Utah Senator Wayne Harper called for the audit. Heather Gunnarson is the head-judge that hears Workers’ Compensation cases for the Labor Commission. Both say that they are happy with the results of the legislative audit though they seem to disagree about what the audit actually says.
When asked about the time it takes to resolve a case, Gunnarson said the report shows, "In general, we're operating within time frames." In contrast, Harper said the report shows, "[cases] are not being done in a timely fashion."
When asked about the allegations of bias, Gunnarson said the report revealed, "We are operating without bias." Harper said, "There's a perception of bias."
Both opinions are valid, as the audit does seem to contradict itself. According to the audit, "one in four [cases] do not meet the division's time standards," though it mentions that times have been improving in recent years.
Also according to the audit, there is zero “evidence" of actual bias by judges or Labor Commission hired doctors.
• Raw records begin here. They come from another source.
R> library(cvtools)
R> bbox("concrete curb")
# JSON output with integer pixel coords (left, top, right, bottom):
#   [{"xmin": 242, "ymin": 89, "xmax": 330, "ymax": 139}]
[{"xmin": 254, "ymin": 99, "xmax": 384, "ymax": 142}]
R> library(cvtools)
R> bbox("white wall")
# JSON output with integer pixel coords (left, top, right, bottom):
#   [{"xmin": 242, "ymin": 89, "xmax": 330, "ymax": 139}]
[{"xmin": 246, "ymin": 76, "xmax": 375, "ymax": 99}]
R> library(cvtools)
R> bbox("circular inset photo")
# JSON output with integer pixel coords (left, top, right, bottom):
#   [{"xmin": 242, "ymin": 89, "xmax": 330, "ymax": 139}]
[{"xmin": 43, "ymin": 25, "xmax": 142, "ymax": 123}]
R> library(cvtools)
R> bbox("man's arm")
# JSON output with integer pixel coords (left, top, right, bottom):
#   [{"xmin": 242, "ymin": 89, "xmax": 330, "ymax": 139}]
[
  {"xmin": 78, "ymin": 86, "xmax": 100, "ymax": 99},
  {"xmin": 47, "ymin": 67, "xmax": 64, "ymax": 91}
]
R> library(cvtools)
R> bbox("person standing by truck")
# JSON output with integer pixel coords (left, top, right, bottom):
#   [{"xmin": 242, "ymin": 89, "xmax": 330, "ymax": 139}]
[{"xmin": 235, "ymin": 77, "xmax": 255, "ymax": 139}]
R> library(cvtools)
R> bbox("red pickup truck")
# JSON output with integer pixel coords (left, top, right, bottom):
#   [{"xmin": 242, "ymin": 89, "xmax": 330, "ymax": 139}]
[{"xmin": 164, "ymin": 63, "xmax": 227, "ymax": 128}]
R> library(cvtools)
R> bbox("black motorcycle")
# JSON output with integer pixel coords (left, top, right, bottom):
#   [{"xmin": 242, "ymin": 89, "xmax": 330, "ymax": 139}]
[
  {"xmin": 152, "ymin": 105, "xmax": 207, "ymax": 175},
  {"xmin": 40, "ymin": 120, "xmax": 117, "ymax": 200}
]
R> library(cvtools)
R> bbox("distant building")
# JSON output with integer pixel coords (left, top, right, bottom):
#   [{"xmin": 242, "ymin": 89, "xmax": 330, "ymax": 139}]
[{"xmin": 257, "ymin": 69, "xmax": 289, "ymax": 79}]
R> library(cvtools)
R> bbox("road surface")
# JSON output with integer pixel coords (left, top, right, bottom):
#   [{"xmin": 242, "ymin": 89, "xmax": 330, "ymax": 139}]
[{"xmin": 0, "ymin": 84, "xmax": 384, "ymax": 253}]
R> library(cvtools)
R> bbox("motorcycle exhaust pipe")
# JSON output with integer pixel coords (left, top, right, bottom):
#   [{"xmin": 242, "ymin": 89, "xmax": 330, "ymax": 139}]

But the report equivocates there is a, "perception of bias," and it reports "potential conflict of interest."
Harper has proposed legislation in response to the audit results that, if passed, would allow the Labor Commission to hire a person to supervise and train the medical personnel as well as judges. Gunnerson says she would gladly take the new employee.
“[The Commission is] very excited about the idea of being able to hire a medical director who can help us with the panels."
The bill is currently working its way through the Utah senate.